The scuffle between bondholders and US newspaper publisher, Tribune, is unlikely to set a precedent for a larger war among America's troubled leveraged buyouts.
Some of the Los Angeles Times' parent’s creditors are fighting its bankruptcy plan, arguing that Sam Zell’s buyout should never have been allowed in the first place. Lenders to other companies that levered up may want to make similar claims. But Tribune’s swift demise suggests it was an especially egregious case.
Bondholders representing more than 18% of the debt are claiming “fraudulent conveyance”, legal jargon meaning that the $12 billion deal for the group, which also publishes the Chicago Tribune and owned the Cubs baseball team, unfairly paid out the equity holders of Tribune, while subordinating lenders to the company before it geared up like a drunken sailor. Aggrieved creditors often make such fraudulent conveyance claims when LBOs go bust. They can win in two ways.

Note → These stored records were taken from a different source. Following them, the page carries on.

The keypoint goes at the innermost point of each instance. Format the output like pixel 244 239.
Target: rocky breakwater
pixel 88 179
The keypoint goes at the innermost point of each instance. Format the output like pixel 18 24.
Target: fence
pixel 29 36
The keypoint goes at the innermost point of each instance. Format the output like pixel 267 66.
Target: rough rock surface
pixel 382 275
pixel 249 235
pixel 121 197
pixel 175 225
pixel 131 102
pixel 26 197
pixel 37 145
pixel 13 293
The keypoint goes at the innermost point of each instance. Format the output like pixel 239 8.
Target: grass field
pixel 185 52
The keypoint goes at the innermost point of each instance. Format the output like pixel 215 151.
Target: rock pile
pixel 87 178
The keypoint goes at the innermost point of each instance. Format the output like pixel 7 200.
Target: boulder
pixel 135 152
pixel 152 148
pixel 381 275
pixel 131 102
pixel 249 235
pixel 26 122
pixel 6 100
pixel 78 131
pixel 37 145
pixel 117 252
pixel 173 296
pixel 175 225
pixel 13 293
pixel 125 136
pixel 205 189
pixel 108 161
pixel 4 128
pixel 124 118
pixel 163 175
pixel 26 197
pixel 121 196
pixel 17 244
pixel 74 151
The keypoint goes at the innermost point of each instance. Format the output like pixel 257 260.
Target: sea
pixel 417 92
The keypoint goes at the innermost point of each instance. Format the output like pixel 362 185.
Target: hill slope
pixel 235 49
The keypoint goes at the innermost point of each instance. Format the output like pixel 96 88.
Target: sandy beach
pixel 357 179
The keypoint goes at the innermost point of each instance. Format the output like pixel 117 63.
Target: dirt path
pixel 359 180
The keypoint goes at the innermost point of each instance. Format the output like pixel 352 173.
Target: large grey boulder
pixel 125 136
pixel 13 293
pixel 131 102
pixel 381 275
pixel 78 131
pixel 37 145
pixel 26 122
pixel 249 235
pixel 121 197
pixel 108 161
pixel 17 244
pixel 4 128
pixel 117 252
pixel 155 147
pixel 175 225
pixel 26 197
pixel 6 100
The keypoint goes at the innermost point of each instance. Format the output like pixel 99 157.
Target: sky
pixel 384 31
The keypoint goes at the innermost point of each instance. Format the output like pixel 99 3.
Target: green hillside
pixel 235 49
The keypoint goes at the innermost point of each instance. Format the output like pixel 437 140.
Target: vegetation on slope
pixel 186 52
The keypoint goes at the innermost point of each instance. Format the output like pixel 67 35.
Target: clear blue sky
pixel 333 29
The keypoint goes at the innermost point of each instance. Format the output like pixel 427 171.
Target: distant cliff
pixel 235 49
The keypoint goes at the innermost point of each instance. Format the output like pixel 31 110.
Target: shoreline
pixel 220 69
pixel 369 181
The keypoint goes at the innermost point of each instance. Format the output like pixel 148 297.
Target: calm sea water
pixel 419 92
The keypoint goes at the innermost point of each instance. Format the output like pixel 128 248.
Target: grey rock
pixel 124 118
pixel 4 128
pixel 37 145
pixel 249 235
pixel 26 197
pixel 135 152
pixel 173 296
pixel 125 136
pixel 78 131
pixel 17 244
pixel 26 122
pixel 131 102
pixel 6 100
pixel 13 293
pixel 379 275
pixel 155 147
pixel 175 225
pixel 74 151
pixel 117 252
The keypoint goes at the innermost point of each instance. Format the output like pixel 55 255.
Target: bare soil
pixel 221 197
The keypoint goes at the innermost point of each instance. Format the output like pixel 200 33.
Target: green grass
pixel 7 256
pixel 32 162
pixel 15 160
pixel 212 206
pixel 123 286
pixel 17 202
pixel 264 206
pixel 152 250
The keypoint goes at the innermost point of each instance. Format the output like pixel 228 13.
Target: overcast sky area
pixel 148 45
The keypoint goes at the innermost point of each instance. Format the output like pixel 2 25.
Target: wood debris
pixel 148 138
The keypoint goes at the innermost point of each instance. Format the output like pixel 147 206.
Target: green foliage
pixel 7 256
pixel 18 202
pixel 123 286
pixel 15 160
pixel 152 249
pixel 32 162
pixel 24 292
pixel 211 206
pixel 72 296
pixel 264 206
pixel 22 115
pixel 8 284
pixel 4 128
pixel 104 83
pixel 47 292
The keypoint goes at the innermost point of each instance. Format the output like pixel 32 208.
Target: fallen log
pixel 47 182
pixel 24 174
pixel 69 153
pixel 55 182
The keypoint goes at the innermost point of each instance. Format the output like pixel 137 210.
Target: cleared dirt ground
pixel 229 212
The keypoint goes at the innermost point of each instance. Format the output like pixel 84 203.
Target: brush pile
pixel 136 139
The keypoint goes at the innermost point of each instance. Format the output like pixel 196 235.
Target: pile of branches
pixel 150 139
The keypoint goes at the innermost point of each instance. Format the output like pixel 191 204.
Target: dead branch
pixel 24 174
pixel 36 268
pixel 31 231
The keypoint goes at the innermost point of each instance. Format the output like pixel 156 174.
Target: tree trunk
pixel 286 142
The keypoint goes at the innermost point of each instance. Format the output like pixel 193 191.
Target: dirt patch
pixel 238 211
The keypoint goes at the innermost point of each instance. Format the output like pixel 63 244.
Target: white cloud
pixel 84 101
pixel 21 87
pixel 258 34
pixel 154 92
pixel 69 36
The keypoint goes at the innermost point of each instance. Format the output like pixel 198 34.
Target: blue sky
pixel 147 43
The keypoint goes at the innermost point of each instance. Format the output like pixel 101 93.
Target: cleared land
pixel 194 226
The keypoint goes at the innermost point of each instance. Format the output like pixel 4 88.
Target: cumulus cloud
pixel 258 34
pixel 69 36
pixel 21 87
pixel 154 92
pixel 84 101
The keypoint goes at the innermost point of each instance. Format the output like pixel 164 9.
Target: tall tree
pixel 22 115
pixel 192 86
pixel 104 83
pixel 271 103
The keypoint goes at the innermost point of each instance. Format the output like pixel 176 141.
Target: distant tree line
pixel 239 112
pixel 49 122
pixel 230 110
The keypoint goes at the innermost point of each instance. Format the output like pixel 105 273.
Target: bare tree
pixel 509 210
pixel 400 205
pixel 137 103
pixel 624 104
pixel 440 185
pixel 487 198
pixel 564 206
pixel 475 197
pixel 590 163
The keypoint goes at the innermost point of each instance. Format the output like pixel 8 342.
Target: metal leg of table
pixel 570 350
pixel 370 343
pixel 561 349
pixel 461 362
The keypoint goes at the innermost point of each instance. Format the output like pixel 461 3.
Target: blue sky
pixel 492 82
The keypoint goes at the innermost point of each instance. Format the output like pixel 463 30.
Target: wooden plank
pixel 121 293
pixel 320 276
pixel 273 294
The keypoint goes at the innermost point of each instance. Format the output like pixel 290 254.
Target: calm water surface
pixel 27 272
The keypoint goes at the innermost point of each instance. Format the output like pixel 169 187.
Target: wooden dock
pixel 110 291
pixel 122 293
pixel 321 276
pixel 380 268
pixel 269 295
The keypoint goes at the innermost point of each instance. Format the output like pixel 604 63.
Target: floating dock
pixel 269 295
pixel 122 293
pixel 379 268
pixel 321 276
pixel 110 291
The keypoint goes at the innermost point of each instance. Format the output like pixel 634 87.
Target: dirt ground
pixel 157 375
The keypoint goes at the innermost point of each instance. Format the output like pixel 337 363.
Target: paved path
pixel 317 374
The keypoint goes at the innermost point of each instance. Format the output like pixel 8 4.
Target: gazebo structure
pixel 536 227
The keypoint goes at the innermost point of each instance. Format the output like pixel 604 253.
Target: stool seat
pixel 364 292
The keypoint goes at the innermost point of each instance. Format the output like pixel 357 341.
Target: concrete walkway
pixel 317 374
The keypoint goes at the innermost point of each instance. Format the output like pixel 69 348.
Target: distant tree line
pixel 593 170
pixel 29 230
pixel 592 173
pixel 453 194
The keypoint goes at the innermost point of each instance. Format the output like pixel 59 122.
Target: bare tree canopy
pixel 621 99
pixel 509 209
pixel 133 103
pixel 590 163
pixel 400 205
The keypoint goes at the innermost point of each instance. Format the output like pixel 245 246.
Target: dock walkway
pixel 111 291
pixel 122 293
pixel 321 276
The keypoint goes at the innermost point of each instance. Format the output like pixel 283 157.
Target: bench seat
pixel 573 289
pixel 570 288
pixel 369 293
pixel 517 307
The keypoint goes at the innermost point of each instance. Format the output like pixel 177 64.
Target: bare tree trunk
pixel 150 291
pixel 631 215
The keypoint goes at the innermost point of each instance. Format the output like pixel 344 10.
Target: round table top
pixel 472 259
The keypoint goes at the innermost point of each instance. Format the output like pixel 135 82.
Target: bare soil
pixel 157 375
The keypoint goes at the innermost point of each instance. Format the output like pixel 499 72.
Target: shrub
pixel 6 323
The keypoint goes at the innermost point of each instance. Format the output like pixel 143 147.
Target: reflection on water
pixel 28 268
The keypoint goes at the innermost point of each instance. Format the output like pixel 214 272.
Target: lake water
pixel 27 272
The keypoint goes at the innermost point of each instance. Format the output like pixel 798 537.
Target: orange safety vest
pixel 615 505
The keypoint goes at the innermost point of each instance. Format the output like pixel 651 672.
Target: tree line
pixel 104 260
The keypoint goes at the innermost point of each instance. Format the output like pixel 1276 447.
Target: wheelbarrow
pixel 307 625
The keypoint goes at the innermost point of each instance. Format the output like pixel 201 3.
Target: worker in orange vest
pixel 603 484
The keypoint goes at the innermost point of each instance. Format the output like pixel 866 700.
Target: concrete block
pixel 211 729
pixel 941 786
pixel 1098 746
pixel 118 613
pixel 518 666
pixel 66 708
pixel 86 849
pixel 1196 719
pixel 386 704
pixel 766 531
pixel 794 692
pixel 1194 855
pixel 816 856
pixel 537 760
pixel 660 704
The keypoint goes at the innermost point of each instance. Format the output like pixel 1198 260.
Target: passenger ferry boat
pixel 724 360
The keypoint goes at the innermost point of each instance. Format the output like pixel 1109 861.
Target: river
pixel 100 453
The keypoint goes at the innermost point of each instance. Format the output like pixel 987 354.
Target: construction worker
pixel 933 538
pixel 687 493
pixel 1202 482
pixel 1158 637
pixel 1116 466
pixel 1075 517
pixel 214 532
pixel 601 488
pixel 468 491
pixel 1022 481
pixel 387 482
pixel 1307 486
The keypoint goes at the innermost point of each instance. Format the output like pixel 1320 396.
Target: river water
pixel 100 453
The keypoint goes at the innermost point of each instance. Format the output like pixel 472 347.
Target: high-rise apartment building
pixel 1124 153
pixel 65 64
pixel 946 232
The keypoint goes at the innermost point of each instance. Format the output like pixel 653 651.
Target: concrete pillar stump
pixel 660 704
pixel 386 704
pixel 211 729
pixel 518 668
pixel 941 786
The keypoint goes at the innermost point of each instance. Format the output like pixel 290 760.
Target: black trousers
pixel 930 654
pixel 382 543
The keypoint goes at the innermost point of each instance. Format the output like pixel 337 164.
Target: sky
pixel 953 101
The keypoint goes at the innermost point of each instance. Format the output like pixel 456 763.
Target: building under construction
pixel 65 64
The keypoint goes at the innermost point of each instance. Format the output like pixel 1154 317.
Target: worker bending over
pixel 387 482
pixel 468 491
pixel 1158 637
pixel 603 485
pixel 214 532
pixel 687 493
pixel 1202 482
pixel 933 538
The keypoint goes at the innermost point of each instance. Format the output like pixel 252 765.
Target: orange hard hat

First, they can show the lenders closed the deal despite knowing it would lead the company to the wrecker's ball. That usually only works if the company goes bankrupt within a year - a distinction that eminently qualifies Tribune. Other troubled LBOs do not. Among some of the more wobbly deals of the same era, radio company Clear Channel’s deal closed in May 2008.
Casino group Harrah’s Entertainment went private in January 2008. Both firms are struggling mightily - but so far have avoided filing for Chapter 11 protection. Tribune's bondholders could also win if the company can be proven to have been effectively insolvent at the time of the deal, or if the total enterprise value of the company amounted to less than the debt used to buy it.
This is tricky, since values can be subjective, and do change over time. Still Zell’s deal, in the clearer light of the post-crisis age, looks more aggressive than others. Tribune was saddled with debt that gave an enterprise value of more than 11 times ebitda. Rivals, like the New York Times Co., had values closer to 7 times. Tribune had a debt to equity ratio of 24-to-1. Clear Channel’s LBO was about 7-to-1.
Unsecured creditors in other troubled LBOs may try to make similar claims. But Tribune’s swift descent into bankruptcy makes the case particularly strong. A victory for the bondholders might embolden copycat lawsuits — but equally it could convince buyout firms to keep their zombie companies out of bankruptcy a little while longer.